Researcher Background
I come from a background in field service and physical system diagnostics, where failures must be reproduced, isolated, and documented. I am transitioning into AI safety research with a focus on failure-mode characterization, not theoretical alignment.
Recently, I have:
built a working automated evaluation loop
produced reproducible baseline measurements
engaged in responsible disclosure with observable downstream mitigation
This project extends that work by removing infrastructure constraints.
Expected Outputs
If funded, this project will produce:
documented stress-test results (including null or negative findings)
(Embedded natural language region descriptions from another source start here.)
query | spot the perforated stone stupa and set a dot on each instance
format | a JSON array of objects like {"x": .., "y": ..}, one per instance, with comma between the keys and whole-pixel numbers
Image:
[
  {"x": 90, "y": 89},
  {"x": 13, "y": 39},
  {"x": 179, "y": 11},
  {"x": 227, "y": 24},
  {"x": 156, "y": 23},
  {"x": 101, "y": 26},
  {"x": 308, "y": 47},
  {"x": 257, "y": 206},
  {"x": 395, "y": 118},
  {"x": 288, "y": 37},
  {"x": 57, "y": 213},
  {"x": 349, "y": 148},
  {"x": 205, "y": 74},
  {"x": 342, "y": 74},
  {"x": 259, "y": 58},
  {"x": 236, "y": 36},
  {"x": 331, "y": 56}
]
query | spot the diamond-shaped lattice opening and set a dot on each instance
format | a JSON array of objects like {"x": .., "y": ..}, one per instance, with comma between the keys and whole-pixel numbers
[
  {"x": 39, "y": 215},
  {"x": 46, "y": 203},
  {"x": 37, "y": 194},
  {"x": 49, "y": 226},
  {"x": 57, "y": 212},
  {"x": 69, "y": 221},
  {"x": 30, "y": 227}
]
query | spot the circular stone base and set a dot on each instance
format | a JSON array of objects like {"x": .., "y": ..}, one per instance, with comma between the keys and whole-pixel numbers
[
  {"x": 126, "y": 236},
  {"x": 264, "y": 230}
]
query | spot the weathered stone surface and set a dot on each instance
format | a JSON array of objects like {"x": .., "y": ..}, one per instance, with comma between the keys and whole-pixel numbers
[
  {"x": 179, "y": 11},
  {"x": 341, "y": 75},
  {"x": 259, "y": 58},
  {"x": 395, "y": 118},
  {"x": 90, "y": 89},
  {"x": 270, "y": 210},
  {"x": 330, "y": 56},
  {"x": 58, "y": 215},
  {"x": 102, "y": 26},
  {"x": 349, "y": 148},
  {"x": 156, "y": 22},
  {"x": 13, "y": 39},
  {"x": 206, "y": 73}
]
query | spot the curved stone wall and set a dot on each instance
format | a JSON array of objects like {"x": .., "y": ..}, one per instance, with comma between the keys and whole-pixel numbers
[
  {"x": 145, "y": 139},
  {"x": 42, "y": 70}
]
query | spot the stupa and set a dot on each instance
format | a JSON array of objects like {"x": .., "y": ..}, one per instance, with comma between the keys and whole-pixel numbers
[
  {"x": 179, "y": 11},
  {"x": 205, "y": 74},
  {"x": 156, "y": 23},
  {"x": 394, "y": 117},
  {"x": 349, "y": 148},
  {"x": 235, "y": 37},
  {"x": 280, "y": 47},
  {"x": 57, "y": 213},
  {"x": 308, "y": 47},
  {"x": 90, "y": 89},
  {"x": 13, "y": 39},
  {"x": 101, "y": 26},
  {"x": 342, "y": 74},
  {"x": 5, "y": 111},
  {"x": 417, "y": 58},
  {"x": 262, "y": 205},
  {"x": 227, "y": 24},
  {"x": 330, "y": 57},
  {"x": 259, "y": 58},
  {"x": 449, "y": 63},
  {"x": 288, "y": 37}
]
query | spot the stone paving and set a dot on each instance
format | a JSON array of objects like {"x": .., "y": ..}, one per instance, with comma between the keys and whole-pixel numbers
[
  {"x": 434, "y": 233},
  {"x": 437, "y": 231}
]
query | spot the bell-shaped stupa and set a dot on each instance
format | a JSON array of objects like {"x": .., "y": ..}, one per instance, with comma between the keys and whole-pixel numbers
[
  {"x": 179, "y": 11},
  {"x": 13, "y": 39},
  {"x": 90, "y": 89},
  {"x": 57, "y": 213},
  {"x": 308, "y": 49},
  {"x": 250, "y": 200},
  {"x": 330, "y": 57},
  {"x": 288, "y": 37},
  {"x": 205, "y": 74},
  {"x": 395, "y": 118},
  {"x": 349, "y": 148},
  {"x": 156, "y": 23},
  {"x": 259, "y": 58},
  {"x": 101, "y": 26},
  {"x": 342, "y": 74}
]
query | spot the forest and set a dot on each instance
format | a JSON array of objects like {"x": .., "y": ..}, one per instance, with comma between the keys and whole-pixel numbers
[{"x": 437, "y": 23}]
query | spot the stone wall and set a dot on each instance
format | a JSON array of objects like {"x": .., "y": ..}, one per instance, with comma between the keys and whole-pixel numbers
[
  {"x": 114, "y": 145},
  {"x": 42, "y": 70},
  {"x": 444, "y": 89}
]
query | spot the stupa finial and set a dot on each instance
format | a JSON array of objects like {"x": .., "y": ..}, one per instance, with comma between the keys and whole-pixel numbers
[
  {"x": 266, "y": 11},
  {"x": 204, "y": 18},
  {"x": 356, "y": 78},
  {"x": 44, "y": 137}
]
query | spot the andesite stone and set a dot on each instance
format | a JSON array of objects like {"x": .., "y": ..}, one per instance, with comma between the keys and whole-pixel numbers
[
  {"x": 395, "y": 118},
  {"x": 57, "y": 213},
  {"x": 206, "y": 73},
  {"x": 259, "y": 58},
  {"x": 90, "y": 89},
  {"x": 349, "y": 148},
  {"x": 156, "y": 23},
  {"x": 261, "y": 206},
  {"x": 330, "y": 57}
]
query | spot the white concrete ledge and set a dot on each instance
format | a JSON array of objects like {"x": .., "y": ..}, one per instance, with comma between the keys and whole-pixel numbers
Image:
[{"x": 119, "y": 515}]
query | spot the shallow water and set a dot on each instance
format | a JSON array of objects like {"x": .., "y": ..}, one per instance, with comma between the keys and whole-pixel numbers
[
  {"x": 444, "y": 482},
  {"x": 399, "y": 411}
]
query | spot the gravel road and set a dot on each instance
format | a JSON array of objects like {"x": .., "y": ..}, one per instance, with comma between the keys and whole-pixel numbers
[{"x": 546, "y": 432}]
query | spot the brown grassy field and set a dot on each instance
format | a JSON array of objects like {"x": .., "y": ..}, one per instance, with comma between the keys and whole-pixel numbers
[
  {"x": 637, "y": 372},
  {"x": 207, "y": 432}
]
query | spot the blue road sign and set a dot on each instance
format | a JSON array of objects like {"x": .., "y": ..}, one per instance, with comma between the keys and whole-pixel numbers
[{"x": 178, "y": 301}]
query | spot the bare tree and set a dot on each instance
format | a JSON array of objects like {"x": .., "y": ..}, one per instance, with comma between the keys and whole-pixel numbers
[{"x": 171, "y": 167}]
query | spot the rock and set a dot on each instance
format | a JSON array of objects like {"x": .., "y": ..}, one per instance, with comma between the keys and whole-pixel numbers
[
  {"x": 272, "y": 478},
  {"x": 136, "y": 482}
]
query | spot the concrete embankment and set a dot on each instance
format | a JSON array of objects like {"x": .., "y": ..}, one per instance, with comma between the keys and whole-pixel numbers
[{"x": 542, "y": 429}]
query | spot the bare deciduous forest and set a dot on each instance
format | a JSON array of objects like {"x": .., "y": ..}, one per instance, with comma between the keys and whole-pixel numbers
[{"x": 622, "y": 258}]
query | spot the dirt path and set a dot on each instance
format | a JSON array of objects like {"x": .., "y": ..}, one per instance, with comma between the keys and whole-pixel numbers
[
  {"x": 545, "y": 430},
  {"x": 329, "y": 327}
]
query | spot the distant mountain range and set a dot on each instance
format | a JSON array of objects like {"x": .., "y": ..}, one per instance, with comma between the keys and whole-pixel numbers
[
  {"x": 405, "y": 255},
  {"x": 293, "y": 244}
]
reproducible artifacts suitable for third-party review
practical insights for system designers about isolation assumptions
A null result (“no persistence observed”) is still valuable and will be documented as such.
Risks & Mitigations
Risk: No significant failure modes are observed
Mitigation: Results still validate assumptions and reduce uncertainty
Risk: Findings are model-specific
Mitigation: Multiple open-weight models will be evaluated
Risk: Results are misinterpreted as exploit guidance
Mitigation: Responsible disclosure and careful framing focused on defense
Why This Is a Good Grant
Low cost relative to insight gained
Infrastructure enables ongoing independent safety research
Produces concrete evidence, not speculation
Reduces uncertainty in a high-impact deployment area
This is a small grant that buys clarity, not hype.
Closing
As models are embedded into systems that continuously ingest untrusted text, we need better answers to basic questions about context boundaries.
This project is designed to produce those answers in a careful, reproducible way.